This Technical Report introduces a new multivariate difference-estimator for complex sample-surveys. It is an alternative to conventional model-assisted estimators that use specific inference.
Model-assisted estimators and the new difference-estimator both reduce variance in population estimates for M study-variables by using population statistics for J correlated auxiliary-variables, where M and J can number in the hundreds or thousands. Both are closely related to the difference-estimator offered by Särndal et al. (1992), although the new difference-estimator uses a different stochastic model. Both employ linear transformations of design-based estimators (e.g., Horvitz-Thompson). Both choose coefficients for a M×(M+J) transformation matrix that minimize variance of population estimates for each study-variable, where the degree of variance-reduction depends upon the specific correlation between each study-variable and each auxiliary-variable. Both estimators support expansion factors, which facilitate small-area estimators.

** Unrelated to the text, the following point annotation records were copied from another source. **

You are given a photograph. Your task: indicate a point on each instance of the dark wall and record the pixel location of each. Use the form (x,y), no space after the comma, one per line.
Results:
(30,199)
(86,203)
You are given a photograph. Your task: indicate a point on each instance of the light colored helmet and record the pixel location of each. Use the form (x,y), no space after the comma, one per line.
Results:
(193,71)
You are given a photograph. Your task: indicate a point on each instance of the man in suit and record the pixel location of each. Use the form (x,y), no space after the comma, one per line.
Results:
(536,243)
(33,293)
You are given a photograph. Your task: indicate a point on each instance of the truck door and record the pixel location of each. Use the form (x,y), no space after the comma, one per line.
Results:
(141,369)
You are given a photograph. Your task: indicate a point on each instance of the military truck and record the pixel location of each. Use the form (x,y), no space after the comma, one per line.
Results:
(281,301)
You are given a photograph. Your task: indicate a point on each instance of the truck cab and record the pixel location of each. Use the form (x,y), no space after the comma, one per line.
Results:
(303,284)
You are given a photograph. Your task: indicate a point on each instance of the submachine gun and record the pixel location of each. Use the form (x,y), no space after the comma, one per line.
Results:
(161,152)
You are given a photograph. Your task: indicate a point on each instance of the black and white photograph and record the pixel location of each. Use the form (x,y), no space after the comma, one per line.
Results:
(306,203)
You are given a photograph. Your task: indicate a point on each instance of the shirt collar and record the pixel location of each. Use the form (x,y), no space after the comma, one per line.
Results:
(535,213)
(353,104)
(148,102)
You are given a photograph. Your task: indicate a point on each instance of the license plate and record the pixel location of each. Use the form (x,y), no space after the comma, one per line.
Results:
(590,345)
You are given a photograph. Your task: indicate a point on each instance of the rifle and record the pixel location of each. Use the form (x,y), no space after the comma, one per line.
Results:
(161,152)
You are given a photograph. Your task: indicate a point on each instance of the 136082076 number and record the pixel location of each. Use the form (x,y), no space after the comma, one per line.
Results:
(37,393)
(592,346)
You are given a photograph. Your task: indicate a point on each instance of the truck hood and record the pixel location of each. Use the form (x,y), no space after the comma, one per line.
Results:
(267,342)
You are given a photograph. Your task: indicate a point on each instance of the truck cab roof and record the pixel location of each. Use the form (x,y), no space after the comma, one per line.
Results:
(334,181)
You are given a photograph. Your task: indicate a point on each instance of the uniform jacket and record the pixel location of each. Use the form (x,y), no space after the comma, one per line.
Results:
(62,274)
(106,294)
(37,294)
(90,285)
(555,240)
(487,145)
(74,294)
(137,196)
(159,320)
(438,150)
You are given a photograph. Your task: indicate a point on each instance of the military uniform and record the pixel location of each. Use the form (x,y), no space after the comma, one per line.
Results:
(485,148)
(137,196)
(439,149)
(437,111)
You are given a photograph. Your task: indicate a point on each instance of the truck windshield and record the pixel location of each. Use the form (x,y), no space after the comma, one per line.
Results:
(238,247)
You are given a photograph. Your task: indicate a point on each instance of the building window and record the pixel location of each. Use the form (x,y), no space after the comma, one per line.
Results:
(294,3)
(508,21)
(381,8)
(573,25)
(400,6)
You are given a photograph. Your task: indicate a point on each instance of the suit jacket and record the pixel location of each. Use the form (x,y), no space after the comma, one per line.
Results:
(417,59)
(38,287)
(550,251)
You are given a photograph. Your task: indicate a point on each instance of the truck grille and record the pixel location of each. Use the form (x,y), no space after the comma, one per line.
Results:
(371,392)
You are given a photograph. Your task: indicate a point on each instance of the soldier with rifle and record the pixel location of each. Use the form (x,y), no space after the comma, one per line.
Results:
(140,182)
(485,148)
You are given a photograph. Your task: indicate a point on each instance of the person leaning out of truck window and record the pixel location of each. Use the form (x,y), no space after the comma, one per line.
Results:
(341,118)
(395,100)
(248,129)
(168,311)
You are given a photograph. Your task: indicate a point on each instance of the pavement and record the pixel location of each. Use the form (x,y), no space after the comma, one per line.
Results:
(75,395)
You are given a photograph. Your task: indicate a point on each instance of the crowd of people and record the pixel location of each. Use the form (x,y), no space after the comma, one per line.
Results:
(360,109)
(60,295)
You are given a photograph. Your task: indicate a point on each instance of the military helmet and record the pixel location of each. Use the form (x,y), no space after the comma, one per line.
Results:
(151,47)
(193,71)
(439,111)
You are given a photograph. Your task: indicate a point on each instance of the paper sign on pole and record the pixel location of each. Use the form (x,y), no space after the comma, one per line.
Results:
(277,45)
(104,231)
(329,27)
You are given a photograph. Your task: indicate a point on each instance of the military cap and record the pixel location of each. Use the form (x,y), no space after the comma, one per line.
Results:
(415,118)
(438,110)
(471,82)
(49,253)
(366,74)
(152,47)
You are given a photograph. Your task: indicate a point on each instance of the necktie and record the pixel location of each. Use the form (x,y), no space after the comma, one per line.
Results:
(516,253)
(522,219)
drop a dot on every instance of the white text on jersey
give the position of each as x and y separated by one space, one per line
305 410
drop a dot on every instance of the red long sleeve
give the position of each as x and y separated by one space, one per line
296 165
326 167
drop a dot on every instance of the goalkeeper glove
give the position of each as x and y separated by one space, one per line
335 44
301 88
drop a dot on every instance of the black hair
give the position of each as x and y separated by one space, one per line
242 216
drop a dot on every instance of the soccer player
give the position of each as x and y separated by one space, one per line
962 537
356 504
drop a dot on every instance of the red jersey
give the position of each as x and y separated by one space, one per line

The new difference-estimator introduces a novel approach to variance-reduction with auxiliary data. Unlike model-assisted estimators, which require known population parameters for the J auxiliary-variables, the new estimator accommodates sample-survey estimates of those population parameters. Therefore, the new difference-estimator can directly use population estimates for auxiliary-variables from more complex sample-surveys, including components such as multi-phase and multi-stage sampling-designs, cluster plots, interpenetrating panels, and supplemental surveys.
The new difference-estimator introduces numerical advances. The model-assisted estimator with specific inference requires inversion of the J×J covariance matrix for population estimates of J auxiliary-variables; and that matrix inverse is infeasible or numerically unstable if the covariance matrix is rank-deficient or ill-conditioned. The new difference-estimator incorporates a recursive method; it replaces that J×J matrix inverse with up to J scalar inverses. The j th step in the recursion minimizes variances of all M study-variables with the j th scalar auxiliary-residual; and it removes any collinearity between the j th auxiliary-variable and all remaining auxiliary-variables. The recursion ceases if the j th scalar inverse is numerically unstable (i.e., division by a very small number). This suggests the J×J covariance matrix has rank (j−1), and all auxiliary information is essentially exhausted after recursions with the first (j−1) auxiliary-variables.
The recursive method used in the new difference-estimator simplifies nonlinear estimation procedures, such as inequality constraints on population estimates for each study-variable and protection from negative variance estimates. The recursive method easily implements procedures that mitigate risks from outliers and overfitting with numerous auxiliary-variables. The recursive method supports stepwise covariate-selection among the auxiliary-variables, which reduces variance for the most important study-variables as identified by the analyst.
Internal consistency in statistical tables requires that the sum of population estimates in each row or column equals the population estimate for the corresponding margin in that table. Model-assisted estimators with a generic weight produce internal consistency, but at the cost of statistical efficiency. The new difference-estimator provides an alternative that does not compromise statistical efficiency; it uses recursive raking to sequentially impose equality constraints on each row and column of a statistical table.